Pubblicate postume tra il 1782 e il 1789, "Le confessioni" di
Jean-Jacques Rousseau sono il racconto autobiografico dei primi 53 anni
di vita del filosofo e scrittore ginevrino. Dalla rievocazione di
un'infanzia ricca d'incanto e di letture precoci, alla condanna
dell'Emilio e del Contratto sociale che lo costrinse a darsi alla fuga
per evitare il carcere, passando per la conoscenza della signora di
Warens, prima guida materna poi amante, e per i numerosi vagabondaggi
tra la Francia e la Svizzera alla ricerca di fortuna, senza dimenticare
la frequentazione degli Enciclopedisti, Diderot e Grimm fra gli altri, e
la successiva rottura con quella che definirà con disprezzo la "cricca
holbachiana", l'autore delinea un «ritratto d'uomo dipinto esattamente
al naturale» e, insieme, un affresco di vita settecentesca tanto vivido
quanto coinvolgente.

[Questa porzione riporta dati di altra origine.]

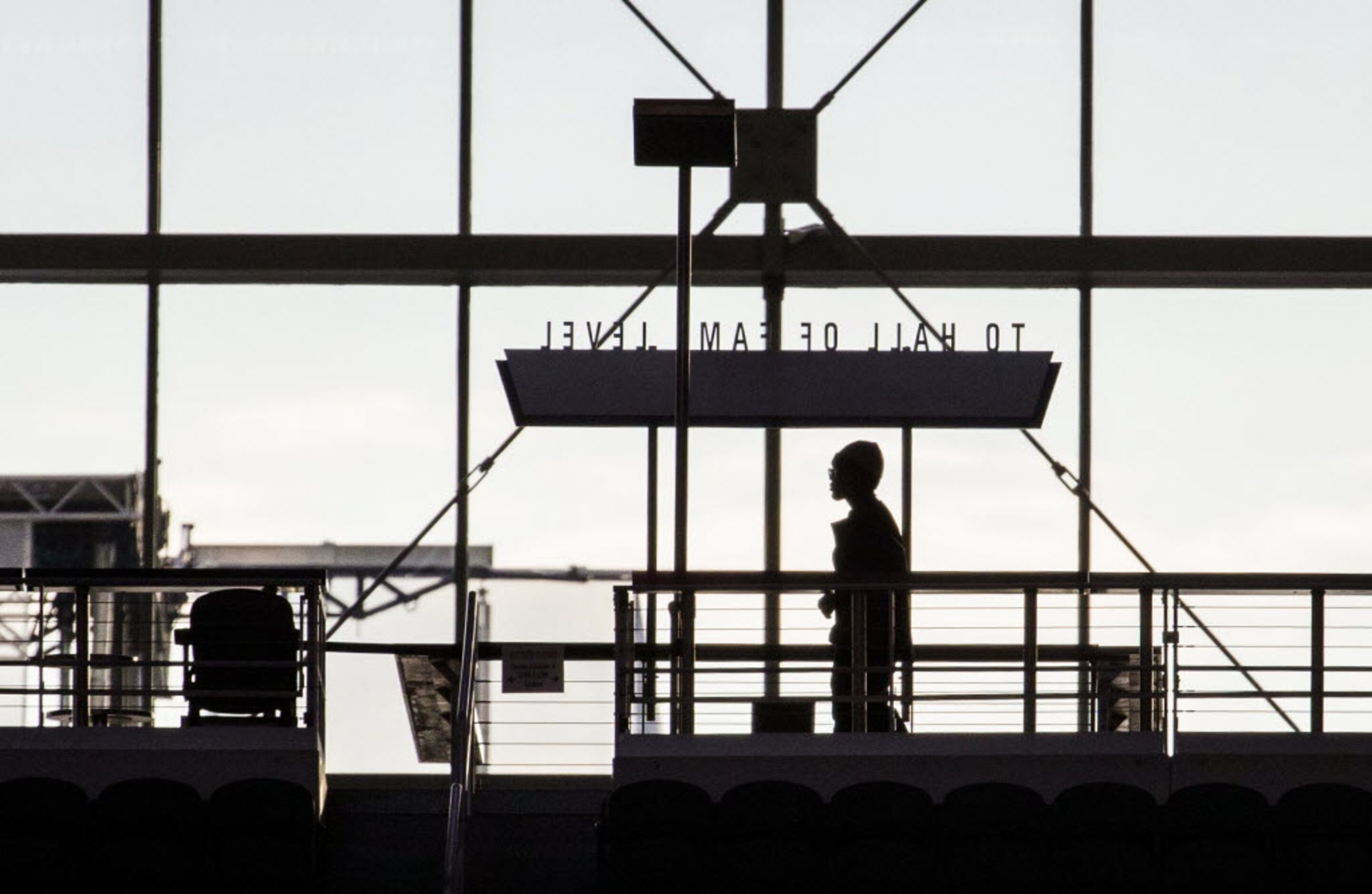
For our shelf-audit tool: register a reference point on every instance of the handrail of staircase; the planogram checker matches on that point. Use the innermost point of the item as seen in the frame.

Del resto, ciò che più di ogni altra cosa fa de "Le
confessioni" un poema moderno e un'intensa avventura spirituale, nonché
quasi una supplica rivolta al lettore di ogni tempo perché voglia
inoltrarsi nei meandri di un'anima e perché voglia afferrarne il senso
più intimo, è la volontà dell'autore di dire tutto di sé, della propria
umanità, senza nulla omettere di positivo o di sconveniente.